Moreover, the historical data 610 may be used to interpret the
weather forecast data 605. For example, the historical data 610 may
indicate that when a low pressure front moves through, the wind
speed averages 8 meters/second. Thus, if the weather forecast data
605 indicates a low pressure front will pass over the wind farm,
the expected wind speed will be around 8 m/s.
[0046] The parameters 615 may include the same parameters as the
parameters 510 shown in FIG. 5. That is, the wind power module may
predict the wind power for a given time frame and based on a
specific customer profile. In addition to those parameters,
parameters 615 may include the type of turbine in the wind farm.

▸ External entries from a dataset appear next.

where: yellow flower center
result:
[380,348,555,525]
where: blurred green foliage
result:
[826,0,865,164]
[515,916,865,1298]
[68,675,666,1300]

For the same wind speed, different turbines generate different
amounts of power. This information may be transmitted to the wind
power module so the module can accurately predict the wind farm's
output power based on a received wind speed. The parameters 615 may
also define a wake effect where downstream turbines generate a
reduced amount of power because of the wake generated by upstream
turbines. In one embodiment, the wake effect is dependent upon the
direction of wind entering the wind farm which can be another input
into the wind power module.
[0047] The wind power forecast algorithm 620 uses the inputs
discussed above to predict a future wind speed and the wind power
output of the wind farm for the time period stipulated in the
parameters 615. In one embodiment, the algorithm 620 uses an
artificial neural network based on a forecasting model to predict
the future wind power. However, the wind power forecast algorithm
620 is not limited to any particular type of forecasting model or
technique. An output interface 625 may display the predicted wind
power prediction or predictions. Alternatively, the output
interface 625 may transmits the predictions directly to the
maintenance scheduler 200.
[0048] FIG. 7 illustrates a technique for calculating the net
present value of performing a maintenance action, according to one
embodiment described herein. Specifically, the system 700
illustrates using the predicted failure risk (or probability of
failure) 705, predicted energy price 710, and predicted wind power
715 calculated in FIGS. 4, 6, and 7, respectively, to calculate a
net present value curve for performing maintenance on a component
in a wind turbine. The three inputs 705, 710, and 715 are shown in
chart 720. For a specified time period (e.g., 70 days in the
future), the chart 720 illustrates the predicted wind power, the
predicted energy price, and the risks of failure for a component in
Turbine X and a component in Turbine Y. The components may either
be the same type of component (e.g., both generator bearings) or
different components (e.g., a generator bearing in Turbine X and a
planetary gear in Turbine Y). The leftmost Y axis illustrates the
failure risk while the two rightmost Y axes correspond to energy
price and wind power, respectively.
[0049] The NPV calculation module 725 uses these inputs to
calculate the net present value for each component--e.g., the NPV
for the component in Turbine X and the NPV for the component in
Turbine Y. Also, the NPV module 725 may consider service resource
constraints 730. Service resource constraints 730 include labor
concerns--e.g., cost of labor, availability of labor, overtime
costs, specialties of the technicians, and the like--and inventory
limitations--e.g., availability of replacement parts, cost of
parts, current inventory, transit time for shipping replacements,
and the like. For example, if performing maintenance on a component
would require paying a technician overtime or paying extra for rush
delivery of a part, these costs may be considered by the NPV
calculation module 725. In one embodiment, the NPV calculation
module 725 uses the predicted failure risk 705, predicted energy
price 710, predicted wind power 715, and the service resource
constraints 730 when calculated a NPV for each component. For a
particular turbine component, because the failure probability risk
model is developed based on all the possible failure modes, the NPV
is found by summing across all the modes:
NPV=.SIGMA..sub.for all modespf.times..DELTA.c (3)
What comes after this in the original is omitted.